Talks

Today, almost everything works because of the software inside it. And yet, software contains bugs. No matter how carefully we write our code, no matter how thoroughly we test it, sooner or later it will break. If our software doesn't perform reliably, neither can anything else.

Why is it so difficult to create reliable programs? In contrast to nearly every other engineering discipline (which routinely use techniques such as self-stability, fail-safety, and feedback to build robust and resilient systems) software amplifies disturbances, and so builds systems which are inherently brittle. It doesn’t matter how thoroughly we error-check results or how carefully we catch exceptions, sooner or later a disturbance will start a crack in the code, which can spread to the whole system. That’s why we have to switch it off and switch it on again.

It doesn't have to be this way. We can write intrinsically stable software which uses the lessons from 5000 years of engineering practice. We can make code that consistently and provably behaves perfectly, even when it is impacted by stressors from outside and defects from within. The people who build the software to which we entrust our lives: this is how they do it. And it turns out, once you know the secret, it costs much less money and takes far less time to build code that works perfectly than it does to wrestle with the buggy variety.

In this talk, Jules explains the fundamental difference between software and other kinds of engineering. He explores some of the anti-patterns that we believe will strengthen our code but which (in fact) make matters worse, and introduces a paradigm for creating code which is robust and reliable even in the presence of errors.

This is the key to flawless software, delivered faster.
Jules May
22 Consulting Ltd
Jules May is a software architect, consultant, and project leader known for designing systems that simply don’t fail. His work spans from safety-critical aviation and automotive software to enterprise cloud platforms, from DSLs and compiler design to algorithmic toolchains.

Starting his career in flight-control systems, Jules learned early that reliability isn’t a feature — it’s a necessity. That ethos has shaped a career focused on clarity, precision, and delivering technology that genuinely works.

He’s the author of Extreme Reliability: Programming Like Your Life Depends on It and the originator of Problem Space Analysis, a practical framework for understanding and solving complex technical problems.

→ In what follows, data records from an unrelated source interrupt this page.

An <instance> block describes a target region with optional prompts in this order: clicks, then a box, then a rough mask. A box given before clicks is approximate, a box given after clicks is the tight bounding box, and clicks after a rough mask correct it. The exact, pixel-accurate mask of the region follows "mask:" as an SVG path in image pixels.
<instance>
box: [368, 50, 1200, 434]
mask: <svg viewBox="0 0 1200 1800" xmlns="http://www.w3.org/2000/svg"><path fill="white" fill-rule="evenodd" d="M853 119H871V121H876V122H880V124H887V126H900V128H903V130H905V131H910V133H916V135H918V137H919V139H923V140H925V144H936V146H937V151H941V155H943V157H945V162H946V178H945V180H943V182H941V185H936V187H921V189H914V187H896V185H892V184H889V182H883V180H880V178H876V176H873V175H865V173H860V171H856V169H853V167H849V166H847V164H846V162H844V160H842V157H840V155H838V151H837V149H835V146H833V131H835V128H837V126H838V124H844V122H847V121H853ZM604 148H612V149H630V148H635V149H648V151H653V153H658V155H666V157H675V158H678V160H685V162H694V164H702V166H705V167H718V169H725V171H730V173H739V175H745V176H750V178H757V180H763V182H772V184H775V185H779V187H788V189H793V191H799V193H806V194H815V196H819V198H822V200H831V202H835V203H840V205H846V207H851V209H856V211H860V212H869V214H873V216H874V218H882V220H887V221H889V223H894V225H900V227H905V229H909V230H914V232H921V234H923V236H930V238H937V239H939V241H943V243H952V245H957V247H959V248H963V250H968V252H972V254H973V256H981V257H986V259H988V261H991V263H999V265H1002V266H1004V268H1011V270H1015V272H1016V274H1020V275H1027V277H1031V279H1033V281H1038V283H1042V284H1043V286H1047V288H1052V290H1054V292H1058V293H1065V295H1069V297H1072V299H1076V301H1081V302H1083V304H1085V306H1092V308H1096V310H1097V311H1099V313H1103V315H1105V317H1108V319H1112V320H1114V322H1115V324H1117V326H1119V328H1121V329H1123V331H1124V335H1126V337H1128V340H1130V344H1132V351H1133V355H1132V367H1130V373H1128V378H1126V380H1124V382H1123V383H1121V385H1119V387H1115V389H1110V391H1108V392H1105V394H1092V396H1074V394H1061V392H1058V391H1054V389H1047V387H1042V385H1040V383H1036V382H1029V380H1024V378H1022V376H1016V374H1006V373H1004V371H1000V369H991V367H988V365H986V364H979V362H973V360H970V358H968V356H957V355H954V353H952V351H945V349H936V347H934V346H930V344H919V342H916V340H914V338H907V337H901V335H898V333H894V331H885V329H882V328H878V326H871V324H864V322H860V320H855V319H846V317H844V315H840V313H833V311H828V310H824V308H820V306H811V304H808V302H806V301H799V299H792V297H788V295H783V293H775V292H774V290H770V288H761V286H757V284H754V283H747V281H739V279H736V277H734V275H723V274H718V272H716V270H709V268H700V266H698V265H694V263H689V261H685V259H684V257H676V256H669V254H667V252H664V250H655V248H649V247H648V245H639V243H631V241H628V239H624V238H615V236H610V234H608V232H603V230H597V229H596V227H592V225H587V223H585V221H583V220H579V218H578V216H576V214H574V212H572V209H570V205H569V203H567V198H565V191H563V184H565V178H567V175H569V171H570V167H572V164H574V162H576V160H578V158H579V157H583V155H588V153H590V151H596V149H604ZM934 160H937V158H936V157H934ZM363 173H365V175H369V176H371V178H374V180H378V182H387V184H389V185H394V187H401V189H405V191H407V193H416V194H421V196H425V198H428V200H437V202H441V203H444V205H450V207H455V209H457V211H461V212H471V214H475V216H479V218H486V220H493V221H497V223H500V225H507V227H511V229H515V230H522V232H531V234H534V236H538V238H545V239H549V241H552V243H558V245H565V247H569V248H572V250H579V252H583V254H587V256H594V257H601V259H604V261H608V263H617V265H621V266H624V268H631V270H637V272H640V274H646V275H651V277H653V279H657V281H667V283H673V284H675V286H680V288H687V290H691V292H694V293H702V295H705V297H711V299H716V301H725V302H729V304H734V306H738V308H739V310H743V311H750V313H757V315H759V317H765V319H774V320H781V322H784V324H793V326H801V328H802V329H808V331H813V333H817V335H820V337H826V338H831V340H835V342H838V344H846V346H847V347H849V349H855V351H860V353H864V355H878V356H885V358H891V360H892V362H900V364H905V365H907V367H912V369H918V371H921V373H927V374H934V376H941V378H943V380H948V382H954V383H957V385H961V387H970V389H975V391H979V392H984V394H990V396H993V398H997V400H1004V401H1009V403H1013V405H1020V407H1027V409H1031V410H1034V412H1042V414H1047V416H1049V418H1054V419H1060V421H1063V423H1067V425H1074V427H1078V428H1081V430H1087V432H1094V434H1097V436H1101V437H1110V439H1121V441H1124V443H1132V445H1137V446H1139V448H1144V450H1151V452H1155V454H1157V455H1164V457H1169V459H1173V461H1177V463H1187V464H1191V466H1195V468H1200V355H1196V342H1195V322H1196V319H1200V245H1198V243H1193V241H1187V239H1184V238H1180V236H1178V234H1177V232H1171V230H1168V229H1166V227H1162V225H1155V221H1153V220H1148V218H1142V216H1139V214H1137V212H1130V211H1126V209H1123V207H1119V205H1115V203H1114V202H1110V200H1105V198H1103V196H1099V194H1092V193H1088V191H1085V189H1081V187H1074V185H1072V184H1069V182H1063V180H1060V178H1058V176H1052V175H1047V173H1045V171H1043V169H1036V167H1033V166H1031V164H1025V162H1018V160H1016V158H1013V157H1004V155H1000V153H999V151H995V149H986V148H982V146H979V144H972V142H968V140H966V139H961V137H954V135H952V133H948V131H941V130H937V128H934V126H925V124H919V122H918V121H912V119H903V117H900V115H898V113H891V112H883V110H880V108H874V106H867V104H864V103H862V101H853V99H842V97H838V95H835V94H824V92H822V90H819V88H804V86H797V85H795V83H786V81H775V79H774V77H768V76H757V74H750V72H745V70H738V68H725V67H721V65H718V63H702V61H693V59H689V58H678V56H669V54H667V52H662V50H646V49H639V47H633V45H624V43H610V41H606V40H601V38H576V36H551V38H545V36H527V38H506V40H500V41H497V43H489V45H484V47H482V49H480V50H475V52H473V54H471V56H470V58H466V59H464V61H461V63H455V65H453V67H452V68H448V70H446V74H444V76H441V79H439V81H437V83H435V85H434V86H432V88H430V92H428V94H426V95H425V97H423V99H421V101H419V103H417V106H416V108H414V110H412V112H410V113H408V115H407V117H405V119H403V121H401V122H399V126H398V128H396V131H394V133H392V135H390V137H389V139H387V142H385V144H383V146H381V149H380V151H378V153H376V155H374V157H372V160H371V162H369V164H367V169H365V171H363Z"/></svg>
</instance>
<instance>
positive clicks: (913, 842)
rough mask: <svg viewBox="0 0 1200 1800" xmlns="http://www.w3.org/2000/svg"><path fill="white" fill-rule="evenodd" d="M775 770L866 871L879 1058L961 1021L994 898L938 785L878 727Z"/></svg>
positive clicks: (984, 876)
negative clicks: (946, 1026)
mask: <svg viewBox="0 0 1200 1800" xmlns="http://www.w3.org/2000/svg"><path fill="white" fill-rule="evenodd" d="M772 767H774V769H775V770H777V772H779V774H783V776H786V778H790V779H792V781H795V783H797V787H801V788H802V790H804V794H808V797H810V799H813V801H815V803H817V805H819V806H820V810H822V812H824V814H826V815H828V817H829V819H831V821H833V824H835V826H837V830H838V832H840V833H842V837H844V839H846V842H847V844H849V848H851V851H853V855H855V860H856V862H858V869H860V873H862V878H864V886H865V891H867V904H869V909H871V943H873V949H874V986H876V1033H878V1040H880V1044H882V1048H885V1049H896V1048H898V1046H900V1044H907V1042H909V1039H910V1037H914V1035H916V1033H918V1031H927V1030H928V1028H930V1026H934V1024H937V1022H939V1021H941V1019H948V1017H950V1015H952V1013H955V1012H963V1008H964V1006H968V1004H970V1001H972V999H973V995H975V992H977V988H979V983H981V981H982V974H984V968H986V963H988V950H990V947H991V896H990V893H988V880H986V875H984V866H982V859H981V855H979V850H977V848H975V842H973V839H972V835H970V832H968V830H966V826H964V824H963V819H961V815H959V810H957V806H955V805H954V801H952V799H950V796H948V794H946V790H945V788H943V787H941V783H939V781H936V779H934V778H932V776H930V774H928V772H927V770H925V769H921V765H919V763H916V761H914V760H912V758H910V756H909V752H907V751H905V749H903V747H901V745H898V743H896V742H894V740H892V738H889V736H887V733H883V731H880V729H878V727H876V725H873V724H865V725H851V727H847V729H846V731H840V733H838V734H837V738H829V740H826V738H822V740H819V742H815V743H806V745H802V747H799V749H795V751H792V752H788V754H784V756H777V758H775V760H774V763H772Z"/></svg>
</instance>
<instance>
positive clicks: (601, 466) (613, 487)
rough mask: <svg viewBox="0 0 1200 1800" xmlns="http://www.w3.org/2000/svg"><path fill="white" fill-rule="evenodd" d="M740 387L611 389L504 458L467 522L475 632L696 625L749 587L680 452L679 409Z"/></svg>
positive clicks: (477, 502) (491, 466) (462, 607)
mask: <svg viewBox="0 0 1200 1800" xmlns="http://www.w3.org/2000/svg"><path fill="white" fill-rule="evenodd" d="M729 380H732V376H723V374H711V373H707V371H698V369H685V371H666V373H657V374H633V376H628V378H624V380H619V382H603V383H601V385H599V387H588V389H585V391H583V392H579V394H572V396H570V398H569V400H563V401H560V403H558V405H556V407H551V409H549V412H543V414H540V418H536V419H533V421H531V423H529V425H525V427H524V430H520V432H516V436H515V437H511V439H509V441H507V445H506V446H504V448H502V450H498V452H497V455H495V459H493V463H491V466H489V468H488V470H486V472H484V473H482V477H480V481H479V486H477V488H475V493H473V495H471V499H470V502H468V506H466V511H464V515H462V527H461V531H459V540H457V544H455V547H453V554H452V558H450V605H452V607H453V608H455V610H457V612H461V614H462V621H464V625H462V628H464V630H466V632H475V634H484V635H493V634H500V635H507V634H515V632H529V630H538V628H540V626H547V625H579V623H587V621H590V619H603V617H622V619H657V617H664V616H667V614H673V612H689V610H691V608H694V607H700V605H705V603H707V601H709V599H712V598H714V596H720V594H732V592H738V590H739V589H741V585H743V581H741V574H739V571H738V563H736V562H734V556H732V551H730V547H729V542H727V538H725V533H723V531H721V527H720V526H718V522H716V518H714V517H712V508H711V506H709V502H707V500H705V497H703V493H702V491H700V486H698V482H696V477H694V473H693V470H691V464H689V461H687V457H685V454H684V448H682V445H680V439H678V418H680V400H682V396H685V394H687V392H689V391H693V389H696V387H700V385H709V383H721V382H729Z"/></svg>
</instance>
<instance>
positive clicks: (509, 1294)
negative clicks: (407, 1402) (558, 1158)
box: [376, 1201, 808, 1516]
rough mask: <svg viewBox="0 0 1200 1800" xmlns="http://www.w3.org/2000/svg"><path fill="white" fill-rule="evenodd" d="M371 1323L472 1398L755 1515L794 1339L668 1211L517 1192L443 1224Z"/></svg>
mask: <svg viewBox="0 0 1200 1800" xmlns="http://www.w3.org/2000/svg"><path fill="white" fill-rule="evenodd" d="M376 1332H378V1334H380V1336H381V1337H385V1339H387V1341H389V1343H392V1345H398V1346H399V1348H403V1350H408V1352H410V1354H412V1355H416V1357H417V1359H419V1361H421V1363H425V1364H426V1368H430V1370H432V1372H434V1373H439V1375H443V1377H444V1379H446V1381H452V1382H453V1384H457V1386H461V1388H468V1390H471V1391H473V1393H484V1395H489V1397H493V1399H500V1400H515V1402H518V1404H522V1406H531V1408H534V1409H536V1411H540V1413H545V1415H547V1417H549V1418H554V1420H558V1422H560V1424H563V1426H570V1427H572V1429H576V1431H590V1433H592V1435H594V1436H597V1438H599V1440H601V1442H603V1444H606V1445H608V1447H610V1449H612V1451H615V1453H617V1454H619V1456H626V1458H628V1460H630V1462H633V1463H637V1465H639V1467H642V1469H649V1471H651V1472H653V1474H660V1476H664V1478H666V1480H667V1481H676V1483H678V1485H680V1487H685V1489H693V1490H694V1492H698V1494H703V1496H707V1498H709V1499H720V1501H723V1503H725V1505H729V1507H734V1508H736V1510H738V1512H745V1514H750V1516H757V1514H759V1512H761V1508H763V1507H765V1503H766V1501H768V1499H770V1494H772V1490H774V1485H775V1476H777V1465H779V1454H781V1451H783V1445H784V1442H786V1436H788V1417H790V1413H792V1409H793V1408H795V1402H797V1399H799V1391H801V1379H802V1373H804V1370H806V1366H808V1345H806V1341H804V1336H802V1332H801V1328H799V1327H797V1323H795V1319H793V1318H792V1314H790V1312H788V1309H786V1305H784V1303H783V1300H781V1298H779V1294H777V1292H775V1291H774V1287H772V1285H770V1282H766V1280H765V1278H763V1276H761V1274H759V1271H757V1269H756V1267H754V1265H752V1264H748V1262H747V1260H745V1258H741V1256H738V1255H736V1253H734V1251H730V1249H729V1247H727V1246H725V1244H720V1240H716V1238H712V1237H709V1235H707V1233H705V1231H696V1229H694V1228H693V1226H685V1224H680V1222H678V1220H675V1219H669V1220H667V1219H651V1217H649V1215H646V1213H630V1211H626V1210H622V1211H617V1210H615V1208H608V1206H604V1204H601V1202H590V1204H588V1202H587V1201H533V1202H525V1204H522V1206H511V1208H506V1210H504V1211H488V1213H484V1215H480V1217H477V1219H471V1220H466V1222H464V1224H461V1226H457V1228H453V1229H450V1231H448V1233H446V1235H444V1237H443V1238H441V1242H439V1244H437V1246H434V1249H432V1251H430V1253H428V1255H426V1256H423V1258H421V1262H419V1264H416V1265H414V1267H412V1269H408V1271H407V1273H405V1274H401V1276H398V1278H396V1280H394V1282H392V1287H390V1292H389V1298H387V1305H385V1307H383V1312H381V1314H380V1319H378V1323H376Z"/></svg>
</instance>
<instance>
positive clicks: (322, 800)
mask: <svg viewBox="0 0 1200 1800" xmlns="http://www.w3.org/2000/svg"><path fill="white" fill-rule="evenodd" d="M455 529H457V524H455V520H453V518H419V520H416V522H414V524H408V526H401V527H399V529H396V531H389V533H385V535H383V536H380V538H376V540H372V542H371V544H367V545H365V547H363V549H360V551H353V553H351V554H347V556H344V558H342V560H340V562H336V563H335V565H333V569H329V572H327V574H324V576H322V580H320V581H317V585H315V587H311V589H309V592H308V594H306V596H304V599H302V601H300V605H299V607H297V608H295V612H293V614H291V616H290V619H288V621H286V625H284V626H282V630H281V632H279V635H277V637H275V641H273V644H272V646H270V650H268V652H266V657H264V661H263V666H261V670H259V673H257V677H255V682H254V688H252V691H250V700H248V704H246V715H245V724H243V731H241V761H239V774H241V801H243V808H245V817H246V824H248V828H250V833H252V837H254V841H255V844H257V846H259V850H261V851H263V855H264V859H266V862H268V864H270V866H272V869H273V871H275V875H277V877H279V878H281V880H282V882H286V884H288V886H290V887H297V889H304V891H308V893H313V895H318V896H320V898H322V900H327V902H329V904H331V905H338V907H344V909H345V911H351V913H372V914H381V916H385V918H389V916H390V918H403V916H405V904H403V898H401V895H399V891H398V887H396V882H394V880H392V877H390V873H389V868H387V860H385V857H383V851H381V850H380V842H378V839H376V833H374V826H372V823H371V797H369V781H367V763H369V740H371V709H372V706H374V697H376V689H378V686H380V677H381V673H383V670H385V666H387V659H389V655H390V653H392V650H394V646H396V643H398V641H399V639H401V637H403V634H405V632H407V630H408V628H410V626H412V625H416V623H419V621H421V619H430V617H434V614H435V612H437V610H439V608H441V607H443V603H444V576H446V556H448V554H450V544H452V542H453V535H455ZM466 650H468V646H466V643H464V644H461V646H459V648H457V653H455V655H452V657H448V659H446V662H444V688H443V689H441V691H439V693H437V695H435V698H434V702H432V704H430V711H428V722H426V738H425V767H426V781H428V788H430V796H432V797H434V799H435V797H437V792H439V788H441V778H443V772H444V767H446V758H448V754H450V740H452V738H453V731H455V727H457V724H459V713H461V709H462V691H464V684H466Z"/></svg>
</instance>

Over the years, Jules has led engineering teams, advised global clients, and spoken at conferences across Europe on reliability, development culture, non-traditional computing and post-quantum security. He’s worked with organisations from start-ups to household names, building solutions that range from embedded systems to high-availability SaaS platforms.

A mathematician by training, a programmer by instinct, and a teacher by inclination, Jules brings a rare combination of theoretical depth and hands-on experience. Whether mentoring developers or shaping strategy as a fractional CTO, he focuses on one thing above all: making software that does what it’s meant to — every time.